Results: Confusion Matrix
Given that my data is multi-dimensional (123 columns), I can’t create a figure like the one above. However, I can use a confusion matrix to see how accurately I predict values from my test dataset. You can see this below.

My test dataset consists of 1189 tweets divided roughly equally between the two candidates. My model correctly classified 460/547 as @HillaryClinton and 514/642 as @realDonaldTrump. This is about an 80% accuracy rate for both candidates. Not bad! Potential ways to improve this would be to use more sophisticated models (perhaps a neural network?) or perhaps considering each word rather than a PCA on the top terms. As it stands, I was satisfied with this accuracy so I moved on to do something crazy.

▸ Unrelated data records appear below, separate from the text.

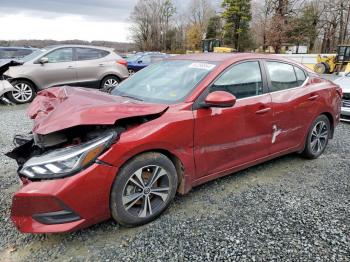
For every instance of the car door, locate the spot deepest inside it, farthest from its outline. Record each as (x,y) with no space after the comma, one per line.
(294,104)
(90,65)
(59,70)
(228,137)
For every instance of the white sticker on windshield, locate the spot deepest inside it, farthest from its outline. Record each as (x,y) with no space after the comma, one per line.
(204,66)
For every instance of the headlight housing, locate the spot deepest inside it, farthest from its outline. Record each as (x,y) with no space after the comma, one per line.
(66,161)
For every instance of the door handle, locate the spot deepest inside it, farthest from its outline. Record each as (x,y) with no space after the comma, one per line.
(313,97)
(263,111)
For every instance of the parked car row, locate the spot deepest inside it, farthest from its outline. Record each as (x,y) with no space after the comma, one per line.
(76,65)
(95,67)
(172,126)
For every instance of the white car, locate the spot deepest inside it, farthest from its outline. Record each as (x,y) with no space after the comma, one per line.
(344,83)
(5,86)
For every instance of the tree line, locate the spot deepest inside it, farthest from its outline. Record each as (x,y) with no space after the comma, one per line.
(245,25)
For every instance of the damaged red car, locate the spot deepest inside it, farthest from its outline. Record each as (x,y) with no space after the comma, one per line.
(92,156)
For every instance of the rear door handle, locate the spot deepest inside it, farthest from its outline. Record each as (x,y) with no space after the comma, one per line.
(263,111)
(314,97)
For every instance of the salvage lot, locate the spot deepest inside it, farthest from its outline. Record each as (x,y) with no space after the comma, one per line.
(285,209)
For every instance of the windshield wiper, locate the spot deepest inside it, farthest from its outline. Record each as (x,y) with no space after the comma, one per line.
(132,97)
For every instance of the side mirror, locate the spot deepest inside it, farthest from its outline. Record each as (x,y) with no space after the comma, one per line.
(220,99)
(43,60)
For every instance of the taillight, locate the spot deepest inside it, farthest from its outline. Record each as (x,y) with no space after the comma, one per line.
(123,62)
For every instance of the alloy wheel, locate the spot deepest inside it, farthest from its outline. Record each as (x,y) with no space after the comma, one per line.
(110,83)
(146,191)
(131,72)
(319,137)
(22,93)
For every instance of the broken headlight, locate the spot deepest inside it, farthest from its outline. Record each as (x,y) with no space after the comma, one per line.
(67,161)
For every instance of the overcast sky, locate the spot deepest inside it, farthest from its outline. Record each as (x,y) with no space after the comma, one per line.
(67,19)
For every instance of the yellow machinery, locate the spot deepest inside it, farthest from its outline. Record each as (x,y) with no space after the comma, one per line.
(334,63)
(215,45)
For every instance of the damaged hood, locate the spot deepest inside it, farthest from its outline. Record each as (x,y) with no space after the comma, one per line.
(60,108)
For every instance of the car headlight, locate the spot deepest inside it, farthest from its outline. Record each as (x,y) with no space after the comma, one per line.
(67,161)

Pushing the Limits: Twitter Search
It’s great to be able to classify a tweet as belonging to either candidate, but wouldn’t it be awesome if you could do the same for tweets NOT belonging to the two candidates? Well, I set out to do just that. I set up a program to run every day on my machine and grab tweets mentioning specific terms (politic OR trump OR hillary OR clinton OR election OR politics). I processed these tweets deleting any where I was unable to determine their location or whose location was outside the contiguous 48 states of the United States. Most users do not include geolocation information on their tweets, so in their absence I used the Google Maps API to resolve their stated location in their profile to a set of latitude and longitudes. In the end, I had 14952 tweets to consider (between May 28, 2016 and July 13, 2016) and passed them through my model. Note that I did not use tweets during either the Republican or Democratic conventions.

CAUTION: It is very important to note that this is not the same type of data that I used for the model. That is, the model is attempting to predict who wrote the specific tweet, NOT whether they support one candidate or another. As such, there are funny examples of tweets that clearly support one candidate, but have been classified as belonging to the opposing one. So bear that in mind as you examine the results below.

First, let’s have a look at some of the results. The first 5 entries in the table below were matched to Clinton, while the last 5 were matched to Trump.

Twitter Text Classification
And #Trump is a Loser! https://t.co/hukzFSLi5g
@CNN Unlike Hillary, Trump obeys the law
@Kia_Mak It’s a telling indictment of Donald Trump, really.
When 10,000 DIE BY #ISIS AND MASS CASUALTY DOCTORS RESPOND then you'll get it. This is a WAR! DONALD TRUMP @realDonaldTrump @DrKellyVictory
Read this, everyone.... https://t.co/QMsrTeeQgP
@townlecat @aheffne @Elewashington Hillbots will elect Trump. Bernie never attacked Clinton. The GOP will destroy her & she'll lose big.
I just signed @NARAL's open letter taking a stand with #MenForChoice against Donald Trump! Sign here: https://t.co/2Ewve336vT
Hillary "Flip Flop" Clinton VS Bernie "The Rock" Sanders #NationalFlipFlopDay https://t.co/GfPndlKDQt
In This Digital Age Of Mass Media The World Is Watching The Gross Humiliating Display Of Election Garbage Between Trump & Hillary. Dignity?
Hillary to Lose the FBI Primary And Leavenworth Caucus - American Thinker - #PJNET 999 - https://t.co/kCt2C37zVm https://t.co/5XiXMmvtAZ

As you can see, the model does not accurately predict whether a tweet supports a candidate. This is a random sampling, so it’s possible the rest of the tweets are better, but that’s not the point. The point is to show that just because a twitter user talks like one candidate (based on my model), it does not imply support for that candidate. With this caveat in mind, we can now proceed to place these twitter users on a map of the United States.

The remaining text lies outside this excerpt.